L’archetipo è il personaggio vagamente narcisista e irrisolto, ma senza troppi squilibri patologici né danni gravi procurati a se stesso e agli altri, alla costante ricerca di affinità elettive a partire dalla condivisione di riferimenti culturali pop. Siano essi la musica, la narrativa o il cinema. Personaggi infettati dal morbo della sociopatia, ma è più un tratto caratteriale che un reale disadattamento. Così come quel tocco di disfunzionalità benigna con cui identificarsi, che risulta comodo e distensivo. Personaggi svagati e malinconici, abilissimi nel coniare pensieri circoscritti attorno al proprio egocentrismo.

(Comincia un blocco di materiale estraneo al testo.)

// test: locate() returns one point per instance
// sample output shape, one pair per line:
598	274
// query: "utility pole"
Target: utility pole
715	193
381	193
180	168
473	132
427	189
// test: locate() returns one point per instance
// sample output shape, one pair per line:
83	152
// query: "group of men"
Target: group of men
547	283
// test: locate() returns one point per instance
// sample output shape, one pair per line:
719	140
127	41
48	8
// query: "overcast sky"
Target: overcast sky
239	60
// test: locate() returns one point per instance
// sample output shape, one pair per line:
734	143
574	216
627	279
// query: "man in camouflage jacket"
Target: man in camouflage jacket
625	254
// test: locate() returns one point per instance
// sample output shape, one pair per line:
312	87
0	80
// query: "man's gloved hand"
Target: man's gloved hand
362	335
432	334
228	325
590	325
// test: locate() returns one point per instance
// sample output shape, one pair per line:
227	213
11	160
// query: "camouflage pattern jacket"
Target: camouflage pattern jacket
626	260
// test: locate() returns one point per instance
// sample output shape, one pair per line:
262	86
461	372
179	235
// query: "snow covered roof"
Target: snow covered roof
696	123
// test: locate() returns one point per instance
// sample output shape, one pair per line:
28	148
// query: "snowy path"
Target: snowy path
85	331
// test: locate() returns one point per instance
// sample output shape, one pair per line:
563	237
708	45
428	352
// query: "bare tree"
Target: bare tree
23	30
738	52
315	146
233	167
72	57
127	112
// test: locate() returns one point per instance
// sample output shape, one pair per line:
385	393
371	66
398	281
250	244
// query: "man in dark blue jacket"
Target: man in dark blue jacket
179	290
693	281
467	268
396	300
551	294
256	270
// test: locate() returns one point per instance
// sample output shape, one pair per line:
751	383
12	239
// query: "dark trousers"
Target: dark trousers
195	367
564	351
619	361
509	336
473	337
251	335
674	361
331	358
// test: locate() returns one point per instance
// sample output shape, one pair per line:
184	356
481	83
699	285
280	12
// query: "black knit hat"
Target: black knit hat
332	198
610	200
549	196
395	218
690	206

“High Fidelity” è un prodotto in cui ogni grinza è studiata nel minimo dettaglio: una serie che rimane fedele al mood originario, tarato nelle pagine scritte da Nick Hornby, e si immerge in una calcolatissima estetica Indie che nel corso degli anni si è sempre più affinata. Adattata ai tempi che corrono, la serie è praticamente ineccepibile nel restituirci la nostalgia nascosta nei solchi del vinile in attesa di una puntina che ne riproduca il fruscio latente. Un assetto vintage su cui è stata montata la frenesia dell’epoca digitale che Rob e il suo circondario di amicizie piegano alla propria esigenza di narrarsi. Il costante rivolgersi di Rob alla telecamera con il classico abbattimento della quarta parete non è semplicemente una scorciatoia narrativa, ma il disvelarsi di un modo di intendere l’esistenza sentendosi sotto osservazione. Non spiati ma in totale e naturale condivisione. Per citare la scrittrice francese Anais Nin: “We write to taste life twice, in the moment and in retrospect”: “Noi scriviamo per assaporare la vita due volte, al presente e a posteriori”. Una frase che per estensione può essere cucita su misura e indossata da ogni forma d’arte, da sempre. Ma che per prodotti come “High Fidelity”, in cui Rob ci offre il suo diario intimo di caotiche consapevolezze, sembra proprio calzare a pennello.
LA TOP 5 ROCK DELL’ALGORITMO UMANO:
5. Singles – l’amore è un gioco (Apple, Google Play, Chili)
Colonna sonora grunge e comparsate di Eddie Vedder e Chris Cornell per uno dei manifesti della Generazione X, diretto dal regista rockettaro Cameron Crowe.
4. Sing Street (Amazon Prime, Mubi)
Il furore new wave nella Dublino di metà anni 80 attraverso l’ascesa di una piccola band scalcinata e amatoriale. Rock proletario e una storia d’amore dal regista di “Once”, John Carney.
3. The Commitments (Amazon Prime)
Ancora Dublino, dal romanzo di Roddy Doyle per la regia di Alan Parker. Un serbatoio di strepitosi pezzi soul. “Perché gli irlandesi sono i neri d’Europa, i dublinesi sono i neri d’Irlanda e noi siamo i neri di Dublino”
2. Velvet Goldmine (Amazon Prime)
1.
QUASI FAMOSI-ALMOST FAMOUS (Apple, Rakuten, Chili, Google Play)
Sono gli anni 70, William ha 15 anni, scrive per Rolling Stone, va in tour al seguito di una band, perde la verginità con una groupie. Scopre la vita, il rock, il sesso, le complicazioni del giornalismo mantenendo intatto il suo sguardo stupito e appassionato sul mondo. Scritto e diretto da Cameron Crowe, premiato con l’Oscar per la sceneggiatura, “Almost Famous” è un racconto di formazione (e un rito di iniziazione) scritto da un amante del rock. Philip Seymour Hoffman è il cronista cinico (“Io sono uno sfigato, sto sempre a casa”), Kate Hudson la dolce e sensuale Penny Lane. Frances McDormand la madre apprensiva.